Don’t forget the utilities when planning a new location

By Fawn Walker
Norwich Public Utilities

I recently sat in on a teleconference seminar hosted by the Community Economic Development Fund (CEDF) about the range of issues to consider before buying a commercial building. There was a lot of very helpful information provided on the financial aspects of the transaction but very little provided about the initial evaluation of a building prior to the decision to purchase. And not knowing the history of a building from the utility services perspective can be costly to a buyer.

Almost every day in my position at Norwich Public Utilities (NPU), I work with existing and prospective commercial and industrial buyers prior to a final purchase. It’s important that I work with them as soon into the process as possible to make sure they have fully assessed the building’s envelope from a utility point of view. For example, is the building up to code? Are the existing utility services adequate for the proposed use? Is the heating and cooling system adequate for the new use? Many times, a buyer will not even contact the utility company until they’ve leased or purchased a building, only to find out that there are significant utility upgrades that need to be done prior to energizing the building.

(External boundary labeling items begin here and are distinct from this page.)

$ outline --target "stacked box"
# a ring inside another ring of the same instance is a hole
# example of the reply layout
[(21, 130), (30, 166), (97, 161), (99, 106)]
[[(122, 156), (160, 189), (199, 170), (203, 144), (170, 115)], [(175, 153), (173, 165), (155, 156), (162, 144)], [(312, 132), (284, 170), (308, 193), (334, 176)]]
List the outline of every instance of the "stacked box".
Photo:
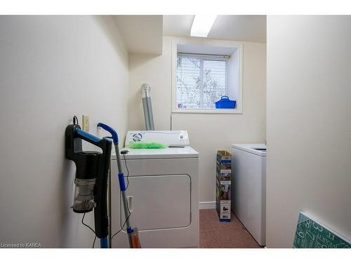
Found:
[(220, 221), (230, 222), (232, 154), (217, 151), (216, 209)]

The City of Norwich building officials have a check list for building owners and developers that provides important information about specific building permits or code upgrades that may be required. There may be zoning issues that require code corrections or zone changes due to a proposed change of use for the building. The Norwich Community Development Corporation (NCDC) can also be a helpful resource for guidance and assistance with code corrections and financing.

NPU can provide a potential buyer information about the history of utility service in that particular building, any service upgrades that may be required for your specific use and deposits that must be paid for new services to be turned on. Or there may be utility work needed along or beneath the road that a potential buyer didn’t consider and may be responsible for.

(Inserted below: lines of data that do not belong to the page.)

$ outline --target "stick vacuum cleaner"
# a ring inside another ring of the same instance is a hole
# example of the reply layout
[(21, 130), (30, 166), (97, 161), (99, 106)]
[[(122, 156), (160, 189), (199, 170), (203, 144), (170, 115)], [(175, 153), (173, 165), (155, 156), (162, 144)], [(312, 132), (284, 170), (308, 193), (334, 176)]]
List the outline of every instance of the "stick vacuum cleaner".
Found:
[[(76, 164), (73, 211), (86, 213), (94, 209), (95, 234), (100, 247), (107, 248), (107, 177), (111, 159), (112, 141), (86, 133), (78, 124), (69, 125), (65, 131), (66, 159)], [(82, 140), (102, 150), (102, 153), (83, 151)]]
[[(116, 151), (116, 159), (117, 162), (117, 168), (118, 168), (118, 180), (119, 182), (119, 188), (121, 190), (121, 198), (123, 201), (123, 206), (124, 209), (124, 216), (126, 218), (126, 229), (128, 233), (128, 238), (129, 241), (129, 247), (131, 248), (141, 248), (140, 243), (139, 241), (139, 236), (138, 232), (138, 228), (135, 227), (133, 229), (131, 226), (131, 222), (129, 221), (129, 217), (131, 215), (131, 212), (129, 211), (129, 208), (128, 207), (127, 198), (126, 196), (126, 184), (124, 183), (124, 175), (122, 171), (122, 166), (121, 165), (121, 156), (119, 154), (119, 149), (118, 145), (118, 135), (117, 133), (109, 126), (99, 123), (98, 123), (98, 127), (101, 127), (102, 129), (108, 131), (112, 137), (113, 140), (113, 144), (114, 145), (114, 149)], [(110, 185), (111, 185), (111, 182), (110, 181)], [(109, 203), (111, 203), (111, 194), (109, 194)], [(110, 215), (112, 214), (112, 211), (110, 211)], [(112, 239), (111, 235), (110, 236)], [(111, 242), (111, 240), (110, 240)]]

Norwich Public Utilities works directly with new building owners and developers to provide estimated monthly utility costs based on projected load requirements for a new business use. It’s important to contact NPU early so that we can help you determine all the costs associated with owning or leasing a building. It’s just as important for a utility provider to know how a building will be used so that we can correctly determine the electric, natural gas, water and wastewater load requirements.

Most responsible realtors check into the utility services for their clients prior to the final sale, but some do not. Prospective building owners need to be aware of all potential costs associated with the purchase of a building including utility services upgrades, deposits for services, monthly estimated costs for services or sewer connection fees required.